02.

371 3 0
                                    

Selamat Membaca!




Mora berjalan mendekati Saga, ini bukan percobaan pertama yang ia lakukan untuk memanggil pemuda itu. Mungkin Mora telah bolak-balik sebanyak 4 kali sebelum akhirnya Saga berbalik menatap Mora saat menyadari kehadiran gadis itu.

Saga segera bangkit dari duduknya, berjalan ke arah meja makan tanpa menunggu komentar Mora lebih lanjut. Berhubung Saga pemakan segalanya, ia mengambil semua lauk yang disediakan Mora hingga piringnya membentuk gunung.

“Lo kenapa diam di situ? Lo gak lapar?” Tanya Saga menyadari bahwa Mora belum duduk juga.

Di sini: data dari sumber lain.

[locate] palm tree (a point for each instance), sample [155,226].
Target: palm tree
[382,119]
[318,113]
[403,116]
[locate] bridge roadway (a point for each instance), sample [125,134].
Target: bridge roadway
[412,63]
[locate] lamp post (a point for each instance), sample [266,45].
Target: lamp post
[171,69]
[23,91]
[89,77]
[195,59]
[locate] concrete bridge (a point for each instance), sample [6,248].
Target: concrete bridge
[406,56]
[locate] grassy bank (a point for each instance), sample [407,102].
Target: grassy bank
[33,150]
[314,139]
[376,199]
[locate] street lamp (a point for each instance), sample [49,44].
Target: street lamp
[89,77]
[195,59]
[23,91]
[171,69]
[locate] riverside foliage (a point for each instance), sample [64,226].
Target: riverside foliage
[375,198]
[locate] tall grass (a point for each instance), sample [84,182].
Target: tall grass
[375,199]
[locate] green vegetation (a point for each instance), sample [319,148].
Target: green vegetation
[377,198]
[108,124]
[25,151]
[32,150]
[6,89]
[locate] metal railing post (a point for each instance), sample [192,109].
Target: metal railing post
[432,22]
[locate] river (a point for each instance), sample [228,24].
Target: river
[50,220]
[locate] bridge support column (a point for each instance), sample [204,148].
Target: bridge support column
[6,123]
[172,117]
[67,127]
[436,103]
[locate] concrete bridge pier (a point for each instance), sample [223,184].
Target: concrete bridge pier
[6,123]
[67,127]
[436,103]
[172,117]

“Lo jangan sering-sering ke club sendiri. Kalau lo emang butuh bangat ngewe, kabarin gue aja. Apartemen gue di lantai atas.” Saga vulgar seperti biasa.

“Gak kok, kak.” Canggung Mora.

“Kalau patah hati gak usah sampai segitunya. Gak ada yang tau orang sehat apa enggak. Apalagi kalau lo cari yang om-om. HIV lo yang ada.” Saga memberikan wejangan seperti seorang bapak ke anaknya.

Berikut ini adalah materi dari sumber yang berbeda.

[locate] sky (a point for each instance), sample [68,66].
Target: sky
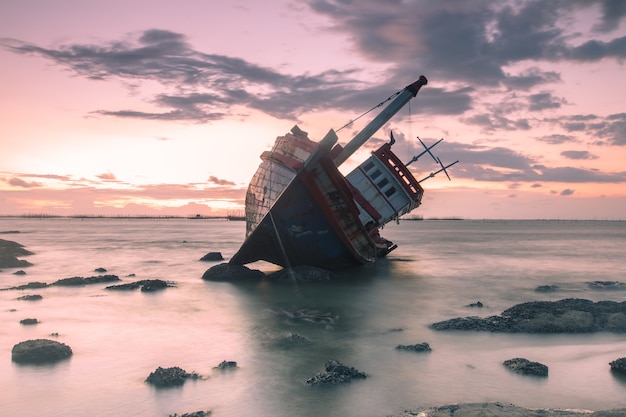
[163,108]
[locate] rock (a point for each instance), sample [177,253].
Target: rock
[40,351]
[419,347]
[526,367]
[228,272]
[301,275]
[194,414]
[80,281]
[308,316]
[335,373]
[476,304]
[212,256]
[30,297]
[293,339]
[606,285]
[547,288]
[30,286]
[508,410]
[170,377]
[9,251]
[565,316]
[227,365]
[146,285]
[618,365]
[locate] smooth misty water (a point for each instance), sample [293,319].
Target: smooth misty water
[440,267]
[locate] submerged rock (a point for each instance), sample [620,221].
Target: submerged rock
[227,365]
[618,365]
[146,285]
[606,285]
[30,297]
[301,275]
[228,272]
[548,288]
[29,286]
[212,256]
[308,316]
[9,251]
[194,414]
[525,367]
[509,410]
[335,373]
[80,281]
[293,339]
[419,347]
[39,351]
[565,316]
[170,377]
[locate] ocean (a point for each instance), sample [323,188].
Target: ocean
[439,268]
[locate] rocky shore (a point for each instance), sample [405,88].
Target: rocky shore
[504,410]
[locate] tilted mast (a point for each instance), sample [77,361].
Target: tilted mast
[383,117]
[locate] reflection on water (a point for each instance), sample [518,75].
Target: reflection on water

“Nama kakak siapa?” Tanya Mora malu-malu. Saga juga baru sadar bahwa suara gadis ini terlalu lembut, sampai-sampai Saga mendengarnya seperti desahan.

“Hah?” Saga salah tingkah saat tersadar dari pikiran kotornya.

“Nama Kakak siapa?”

“Nama gue Saga. Gak usah panggil Kakak, gak ada kakak yang mau menyetubuhi adik sendiri.” Kalau sekadar suka yah bisa jadi.

Saga melirik piring gadis itu yang hanya berisi secuil nasi dan sesendok sayur. “Makanan apaan dikit gitu? Lo harus makan yang banyak biar kuat desah.” Saga menambah nasi untuk Mora. “Habisin. Lo gak usah galau, ntar juga terbiasa.” Lagi-lagi Saga berkomentar saat melihat raut wajah gadis itu berubah murung. Mungkin teringat akan si doi yang meninggal itu.

Saga menyelesaikan acara makannya lebih dulu kemudian memantau Mora yang berniat menyisakan makanannya. Saga siap siaga memaksa gadis itu menghabiskan makanan tersebut. Setelah Mora menghabiskan makanannya, Saga memindahkan semua piring kotor tak lupa mencuci. Jika di rumah mungkin Saga harus dipaksa dulu oleh Zuya. Berhubung ini adalah kediaman orang asing, Saga melakukan pekerjaan itu secara sukarela.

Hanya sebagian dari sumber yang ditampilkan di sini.